Here it is: This was posted in the comments section of a recent GGW post. It's a bit of dialog from Marc Fisher's blog referring to a Post study on how equitably Fenty distributed largess.

===== SNIP ==============
While we're on random subjects, I came across this Marc Fisher Q&A in Metro this morning:
Like you, I hope Mayor Gray can serve to bring together different parts of the city. However, as a bike rider who frequents some of the new, upscale restaurants Mayor Fenty was responsible for bringing to D.C., I would like to point out that our tax money is essential for paying for much of what Mayor Gray hopes to accomplish. Run us out of the city and its problems will increase, not diminish.

– January 03, 2011 10:58 AM Permalink
Well, sure, that relatively tiny bunch of D.C. residents who pay the vast majority of the taxes in the city may feel that they deserve some extra attention from the District government, but the people at the low end of the income scale feel that they have been spurned and neglected over the past 12 years and that they should be given a larger share of city resources.

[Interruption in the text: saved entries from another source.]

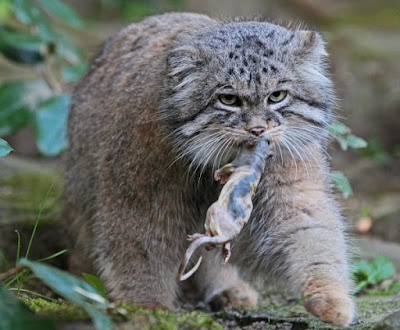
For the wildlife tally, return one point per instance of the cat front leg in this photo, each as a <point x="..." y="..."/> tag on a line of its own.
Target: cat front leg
<point x="316" y="264"/>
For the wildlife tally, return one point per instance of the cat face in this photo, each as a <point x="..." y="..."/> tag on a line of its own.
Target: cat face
<point x="240" y="82"/>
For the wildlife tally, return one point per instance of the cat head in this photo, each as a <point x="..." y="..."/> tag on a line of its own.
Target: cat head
<point x="238" y="82"/>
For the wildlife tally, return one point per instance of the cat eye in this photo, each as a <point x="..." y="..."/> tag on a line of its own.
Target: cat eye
<point x="229" y="99"/>
<point x="277" y="96"/>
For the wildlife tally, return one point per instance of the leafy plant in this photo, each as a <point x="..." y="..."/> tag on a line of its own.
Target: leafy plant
<point x="96" y="283"/>
<point x="369" y="273"/>
<point x="30" y="35"/>
<point x="15" y="315"/>
<point x="74" y="290"/>
<point x="342" y="183"/>
<point x="375" y="151"/>
<point x="343" y="136"/>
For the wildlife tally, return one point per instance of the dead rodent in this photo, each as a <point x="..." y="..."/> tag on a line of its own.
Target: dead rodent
<point x="226" y="217"/>
<point x="164" y="104"/>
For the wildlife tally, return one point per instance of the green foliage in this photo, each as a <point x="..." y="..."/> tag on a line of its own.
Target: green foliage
<point x="341" y="182"/>
<point x="375" y="151"/>
<point x="74" y="290"/>
<point x="368" y="273"/>
<point x="393" y="288"/>
<point x="346" y="140"/>
<point x="96" y="283"/>
<point x="15" y="315"/>
<point x="5" y="148"/>
<point x="50" y="122"/>
<point x="343" y="136"/>
<point x="30" y="35"/>
<point x="18" y="100"/>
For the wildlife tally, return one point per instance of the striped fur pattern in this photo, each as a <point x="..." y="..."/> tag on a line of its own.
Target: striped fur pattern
<point x="149" y="125"/>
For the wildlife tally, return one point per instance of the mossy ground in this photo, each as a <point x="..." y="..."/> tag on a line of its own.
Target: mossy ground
<point x="20" y="197"/>
<point x="372" y="313"/>
<point x="132" y="316"/>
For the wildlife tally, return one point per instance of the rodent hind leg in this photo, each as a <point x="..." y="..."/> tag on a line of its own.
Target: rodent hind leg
<point x="220" y="285"/>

The Post's Nikita Stewart did a fascinating and revealing piece last fall looking at the perception in virtually every neighborhood in the city that their Ward and their community was getting the short end of the stick. She did the numbers and found that the Fenty admin was pumping out spending to every ward in remarkably equal numbers. But the Fenty team did a miserable job of getting that message across, and so, most of the city continues to believe that it was shorted during his term. That's where the marketing aspect of any mayoralty becomes essential--you have to not only deliver the goods but hammer home to people that you've done so.

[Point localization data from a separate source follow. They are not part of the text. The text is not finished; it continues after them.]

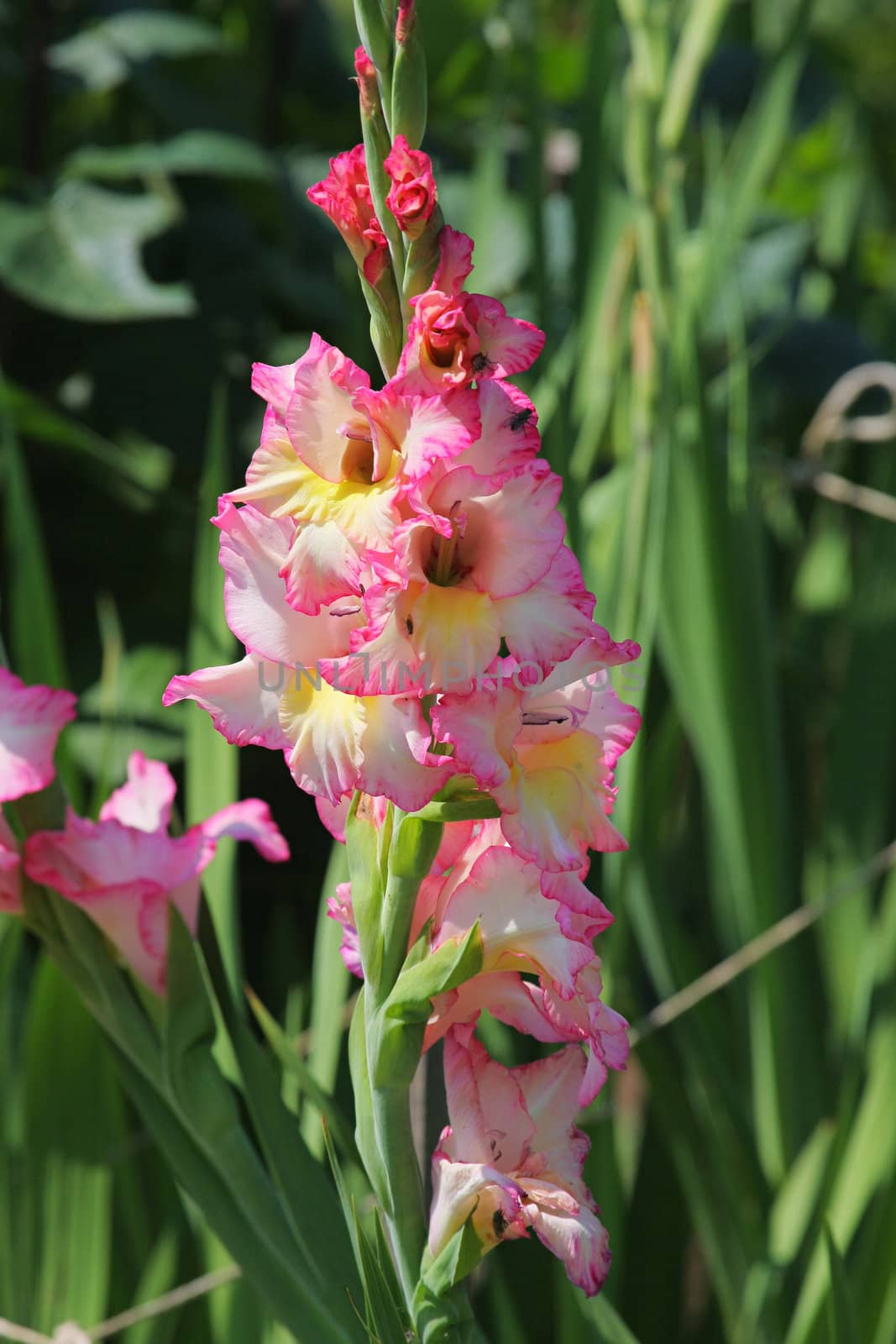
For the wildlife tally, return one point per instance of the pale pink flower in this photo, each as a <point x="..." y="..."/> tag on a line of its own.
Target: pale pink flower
<point x="547" y="752"/>
<point x="338" y="457"/>
<point x="539" y="1011"/>
<point x="31" y="719"/>
<point x="365" y="78"/>
<point x="9" y="871"/>
<point x="345" y="197"/>
<point x="125" y="870"/>
<point x="456" y="336"/>
<point x="465" y="568"/>
<point x="338" y="907"/>
<point x="512" y="1159"/>
<point x="527" y="924"/>
<point x="412" y="192"/>
<point x="333" y="743"/>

Suburban car commuters are awful and they do need to be ignored. The contest between livability and drive-ability is a zero sum game. And by 'livability' I am referring to my desire to cross 16th Street NW, at an uncontrolled intersection, and living to tell the tale.

WashCycle: I agree with you that the desire to enter politics can always be traced back to a congenital defect in a person.

With respect, this is about a lot more than DC.

I'm all for bike lanes, but the price of making DC a shining city on a hill has been a process of gentrification that has driven long-term residents out of the city. Bike lanes are not at fault, per se, but we can't put on transportation wonk blinders and not realize what has happened. Surely bike lanes and good transit for the people who have left DC and gone to places like PG County are as important as the political wrangling between Gray and his young, urban professional constituents in NW.

Guez: The city is changing for all sorts of ways, and people move as a result.

I question the assumption that the highest public good is achieved by keeping people where they are. The lack of geographic mobility is not only a result of poverty,but a cause of poverty, as it inhibits people from moving to where their skills would be better employed.

But I can't argue with Guez when he says

Surely bike lanes and good transit for the people who have left DC and gone to places like PG County are as important as the political wrangling between Gray and his young, urban professional constituents in NW.

WABA and others are trying to awake that slumbering giant. Hopefully there will be some tangible sign soon.

you dont kjnow what a meme is. read *the Electric meme.*

marc fisher is an ass:

"The idea that bike lanes and streetcars could be a racial issue would seem farfetched..."

hisarrogance is on spectacular display...let me guess: he thinks bicycles are just transporation instrucments, not instrucments of social justice...and that language just represents the world as an empty medium of communication.
marc fisher is definitely an arrogant, banal ass.

"A meme acts as a unit for carrying cultural ideas symbols or practices, which can be transmitted from one mind to another through writing, speech, gestures, rituals or other imitable phenomena."